Update from yesterday - had a bit of a mini break-down at the hospital yesterday   . It was my first day at home alone since DH went back to work. The medication is making me feel really crappy and by the time we got to the hospital I was in floods of tears. Not surprisingly, my BP was really high and they were talking about readmitting me but thankfully, BP went down by the time I left. Had a scan and both babies are now behind in terms of growth. This really upset me but the consultant didn't seem that concerned at this stage but I need to go back for another scan in 2 weeks when a plan will be made as to when the Baby Bells should be delivered.


Feeling a little more positive this morning. Have started to accept that I'm not going to be able to do much apart from sit on the sofa for the next few weeks and trying to go with the flow.


Sorry for the ME posts but hopefully my brain will be back on track soon.... xx


----------



## Taffy Girl

Just popping in to say a very quick hello - been v busy and am just off out for lunch with mum and a friend. 

Just wanted to send you a big hug nic - try not to worry (easier said than done, I know)   
Dont go loopy - I am only down the road if you need a chat/coffee   

Hope everyone else is doing ok 
x


----------



## kara76

hiya all

sarah and pick time is flying ladies woo hoo

nic hugs hun , no wonder your feeling emotional and you know what its good to cry as its a release. if you con was concerned they would say and on the postive side, the meds are working and your 33+1 weeks so thats fab, enjoy each day hun cause soon your gona be a mummy and there is nothing better.....sending you a massive bump rub

taffy hey trouble hows you? hows morgan?

afm im off to my mums and then mimi's for a haircut so better dash and get sorted. btw tylers cold isnt a cold lol its teething! jeez this is one massive learning curvee and i love it


----------



## jk1

hi nic....sorry to hear you were upset but glad you are feeling a bit better...hope everything is ok xx

hi kara - glad to hear tylers cold is teething!! hope she is feeling better today!!

Jo xx


----------



## SarahJaneH

Hi everyone

time is definitely flying you are right Kara!

Nic, sorry you've been feeling upset, as kara said, good to have a cry sometimes. It's good that you can stay at home and rest - Jeremy Kyle and Bargain Hunt has got to be marginally better than listening to someone in the next bed moaning or snoring. Hope you can stay put as long as possible, take care     

AFM saw the mw today. All seems to be fine with bp etc. I had bloods done at the 20 week scan as i've had some abdominal pain and itching. I wasn't worried as I get itches / eczema from time to time anyway and thought that the pain was just normal aches and pains. mw checked the blood results and one of the liver function tests, ALT is slightly raised. She's asked that the consultant check this but hopefully it shouldn't be anything to worry about. I guess they might take more bloods if they are thinking it might be signs of cholestasis. 

Hope everyone is well x


----------



## trickynic

Thanks for all your kind words girls, it really helps.


Sarah - hope that your test results don't mean anything. How's the growing bump? Have you got a waddle yet?   

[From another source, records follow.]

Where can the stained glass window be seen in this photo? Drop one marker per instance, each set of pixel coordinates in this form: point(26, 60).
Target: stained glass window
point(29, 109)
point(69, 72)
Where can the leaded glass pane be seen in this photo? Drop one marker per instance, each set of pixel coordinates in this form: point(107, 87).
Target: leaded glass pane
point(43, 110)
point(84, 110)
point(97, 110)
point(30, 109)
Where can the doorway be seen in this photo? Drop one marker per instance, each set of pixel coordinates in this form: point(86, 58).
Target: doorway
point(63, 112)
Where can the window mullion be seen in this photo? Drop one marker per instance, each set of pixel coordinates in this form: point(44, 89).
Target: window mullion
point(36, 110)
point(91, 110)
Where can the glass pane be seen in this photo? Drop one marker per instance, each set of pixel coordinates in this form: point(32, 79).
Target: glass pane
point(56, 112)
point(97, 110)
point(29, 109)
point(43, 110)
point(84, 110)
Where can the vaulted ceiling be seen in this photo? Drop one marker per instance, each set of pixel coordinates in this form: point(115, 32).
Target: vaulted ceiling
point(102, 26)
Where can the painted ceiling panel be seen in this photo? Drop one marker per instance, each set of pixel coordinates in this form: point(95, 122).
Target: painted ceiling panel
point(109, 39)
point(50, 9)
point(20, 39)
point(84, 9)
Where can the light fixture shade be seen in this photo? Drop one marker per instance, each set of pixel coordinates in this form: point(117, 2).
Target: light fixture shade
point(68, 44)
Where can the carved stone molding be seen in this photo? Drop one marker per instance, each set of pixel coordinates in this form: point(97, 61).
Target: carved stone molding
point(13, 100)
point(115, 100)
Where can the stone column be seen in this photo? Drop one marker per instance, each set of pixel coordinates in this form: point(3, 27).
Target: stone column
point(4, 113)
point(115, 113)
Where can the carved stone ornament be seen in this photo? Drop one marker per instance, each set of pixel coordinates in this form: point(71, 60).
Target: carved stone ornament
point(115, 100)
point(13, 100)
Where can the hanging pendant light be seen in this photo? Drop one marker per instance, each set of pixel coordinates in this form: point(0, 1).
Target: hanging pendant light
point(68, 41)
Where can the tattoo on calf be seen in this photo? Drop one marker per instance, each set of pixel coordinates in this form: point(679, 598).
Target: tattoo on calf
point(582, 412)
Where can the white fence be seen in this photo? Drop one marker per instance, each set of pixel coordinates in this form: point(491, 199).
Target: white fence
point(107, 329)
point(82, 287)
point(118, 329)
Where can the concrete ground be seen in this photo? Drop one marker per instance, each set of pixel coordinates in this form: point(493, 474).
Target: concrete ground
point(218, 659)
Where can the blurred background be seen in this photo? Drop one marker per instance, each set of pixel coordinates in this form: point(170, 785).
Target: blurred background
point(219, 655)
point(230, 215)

AFM, I was at the hospital until 1am again last night with severe gastric pain. I was doubled over with it for about and hour and a half. It eventually went but this was something I was told to report in ASAP as a possible sign that the pre-eclampsia is getting worse. We were in hospital for about 5 hours having all sorts of tests done and I have to go back today at 12pm to have a kidney scan. The doctor I saw last night was a bit concerned about the babies' growth and now wants me in everyday for a trace of their heartbeats. My next scan has also been brought forward to next Monday. DH is now back in work so am having to call on the services of my mother in law to take me to appointments who lives about 45 mins away but luckily she'll do anything to help.


----------



## claire1

Oh Nic sorry your having a ruff time at the mo.  Hope everything settles for you soon.  It's difficult when dh are in work, I found it hard going for tests when Rob was working, but it's good that your mum-in-law is taking you.  Make sure you get plenty of rest.  Sending you a big   .


----------



## pickwick

Hi Nic
I am so sorry things are a bit rough at the moment and I hope that things improve.xx


----------



## Taffy Girl

Nic sorry you are having such a tough time of it. It does sound as though they are taking good care of you. Hope you are feeling ok about it all. Thinking of you and sending you a big    or 3! Good luck with the scan today. 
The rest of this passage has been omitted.